My Granny, half French and half Roman, is part of my pack. Each morning she arrives trotting cheerfully. I founded the “5 paws movement” for the protection of the home dog’s rights with my human brothers. We put Umi immediately in the minority making any opposition of hers fall, while Granny is the extremist fringe of the opposition resistance. She uses a rolled newspaper as a weapon to threaten me when I wallow on the lounge carpet to scratch myself. Should I pretend to be afraid? As If I didn’t know a newspaper can be reduced to coriander… Naive like a flower-power girl!
Granny always reads with a cat on her lap. She thinks cats are always right and I’m always wrong. I can’t jump on the bed while cats can; I can’t sit on the couch, they can sleep on it for hours; they can even use me as a pillow but I can’t play with them: because I frighten them!
When I have to pee is a war: “not on the hydrangeas”, “not in the rock garden side” “not on the sage” shouts Granny!
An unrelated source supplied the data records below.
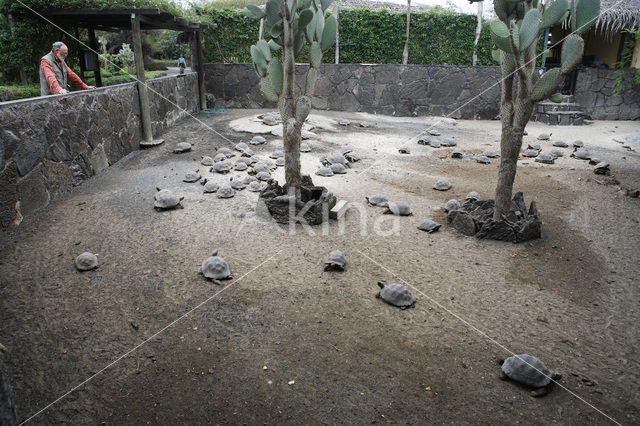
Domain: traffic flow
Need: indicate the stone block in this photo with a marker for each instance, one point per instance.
(32, 191)
(339, 209)
(58, 178)
(29, 153)
(8, 195)
(99, 160)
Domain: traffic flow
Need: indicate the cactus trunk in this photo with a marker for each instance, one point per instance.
(291, 131)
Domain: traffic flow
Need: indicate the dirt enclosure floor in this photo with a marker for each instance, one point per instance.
(146, 339)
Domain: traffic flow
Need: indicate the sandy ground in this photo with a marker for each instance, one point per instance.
(145, 339)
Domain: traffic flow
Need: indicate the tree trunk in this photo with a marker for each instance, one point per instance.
(337, 12)
(474, 59)
(291, 131)
(405, 51)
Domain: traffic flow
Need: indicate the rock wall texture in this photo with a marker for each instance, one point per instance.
(401, 90)
(49, 144)
(594, 92)
(406, 90)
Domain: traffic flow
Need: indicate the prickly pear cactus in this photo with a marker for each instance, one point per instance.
(290, 26)
(515, 34)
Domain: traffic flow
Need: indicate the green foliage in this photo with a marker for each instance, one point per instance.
(626, 76)
(10, 93)
(366, 36)
(34, 35)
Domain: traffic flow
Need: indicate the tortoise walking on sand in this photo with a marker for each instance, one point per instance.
(166, 200)
(530, 371)
(396, 295)
(86, 261)
(335, 261)
(215, 268)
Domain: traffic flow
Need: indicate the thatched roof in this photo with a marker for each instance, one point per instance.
(616, 15)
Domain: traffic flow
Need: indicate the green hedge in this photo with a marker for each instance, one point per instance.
(366, 36)
(10, 93)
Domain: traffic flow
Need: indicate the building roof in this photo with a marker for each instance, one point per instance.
(106, 19)
(616, 15)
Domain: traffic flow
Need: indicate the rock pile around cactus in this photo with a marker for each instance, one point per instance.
(278, 202)
(475, 217)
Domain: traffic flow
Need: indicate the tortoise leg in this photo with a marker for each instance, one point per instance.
(539, 392)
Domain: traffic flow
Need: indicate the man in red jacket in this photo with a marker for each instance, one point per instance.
(54, 73)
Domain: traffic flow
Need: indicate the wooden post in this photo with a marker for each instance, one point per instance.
(12, 28)
(203, 99)
(94, 46)
(145, 116)
(80, 54)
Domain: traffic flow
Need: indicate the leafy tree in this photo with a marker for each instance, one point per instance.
(519, 25)
(127, 56)
(291, 25)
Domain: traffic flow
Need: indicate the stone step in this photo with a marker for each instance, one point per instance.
(560, 118)
(552, 106)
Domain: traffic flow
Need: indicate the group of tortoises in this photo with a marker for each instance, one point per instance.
(401, 208)
(393, 294)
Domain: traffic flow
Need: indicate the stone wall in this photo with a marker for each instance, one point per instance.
(401, 90)
(49, 144)
(594, 93)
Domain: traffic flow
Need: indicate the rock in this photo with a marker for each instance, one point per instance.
(544, 136)
(258, 140)
(452, 204)
(305, 147)
(429, 226)
(314, 202)
(581, 154)
(324, 171)
(601, 168)
(240, 166)
(497, 230)
(191, 177)
(556, 153)
(475, 217)
(338, 169)
(546, 158)
(473, 195)
(457, 153)
(463, 222)
(269, 120)
(182, 147)
(442, 185)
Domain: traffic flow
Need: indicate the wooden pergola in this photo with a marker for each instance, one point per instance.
(136, 20)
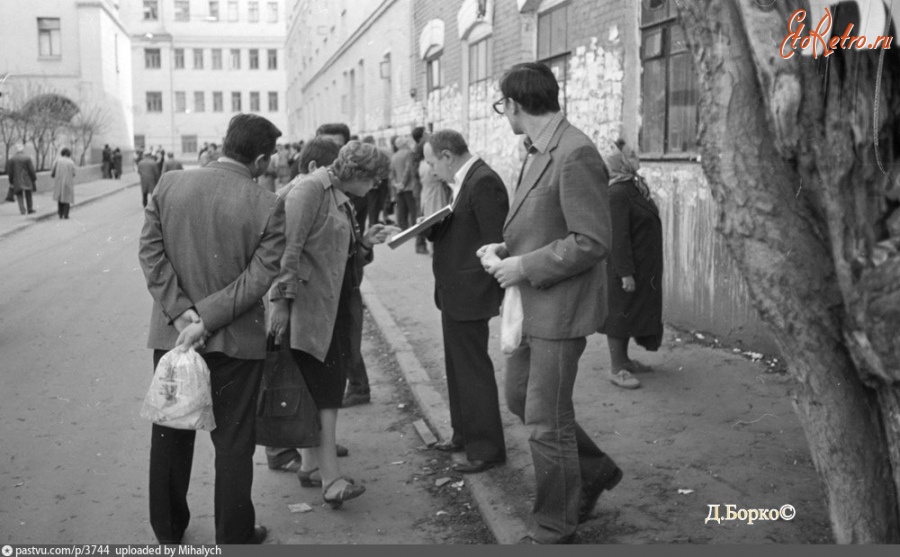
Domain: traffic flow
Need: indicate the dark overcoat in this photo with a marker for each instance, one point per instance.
(637, 251)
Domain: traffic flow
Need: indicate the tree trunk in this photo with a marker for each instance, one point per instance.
(787, 148)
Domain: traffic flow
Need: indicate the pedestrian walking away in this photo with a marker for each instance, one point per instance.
(22, 179)
(148, 170)
(228, 238)
(322, 264)
(468, 297)
(556, 241)
(63, 174)
(635, 271)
And I must jump to the oleander, while the cats… they pee everywhere to mark their territory, they delimit our garden’s perimeters to keep the neighborhood cats out. Which simply means they pee wherever they want.
Granny is a eel: if she comes to the market with us, she escapes and slips among the benches and I get mad to find her, to launch the “lost granny” alarm and bring Umi on her trace.
And yet… Granny is corruptible! She thinks to be able to open the cookie jar preventing me to hear her. I always catch her red-handed and then I have my insatiable revenge: I look at her, I stare at her following the sweet movement of the sugar free cookies she dips in her tea (I’m always a border collie, I control the sheep alone with my look and I’m an hypnosis master). My eyes make her feel guilty, they make her feel a fat, old human starving a sad malnourished dog. And being a great artist I let a thread of drool fall on the ground, I’m like a spider weaving its web. Therefore every time she surrenders and with a guilty feeling and some disgust she gives me a cookie. We shouldn’t eat cookies because I’m allergic to cereals and she has a bad relationship with her glycemic index, but none of us will ever say a word to Umi.
At the end Granny gets angry with Umi and she reproaches her for the anarchy reigning in our pack. It’s not real anarchy: the cats rule. But I keep this opinion only for myself.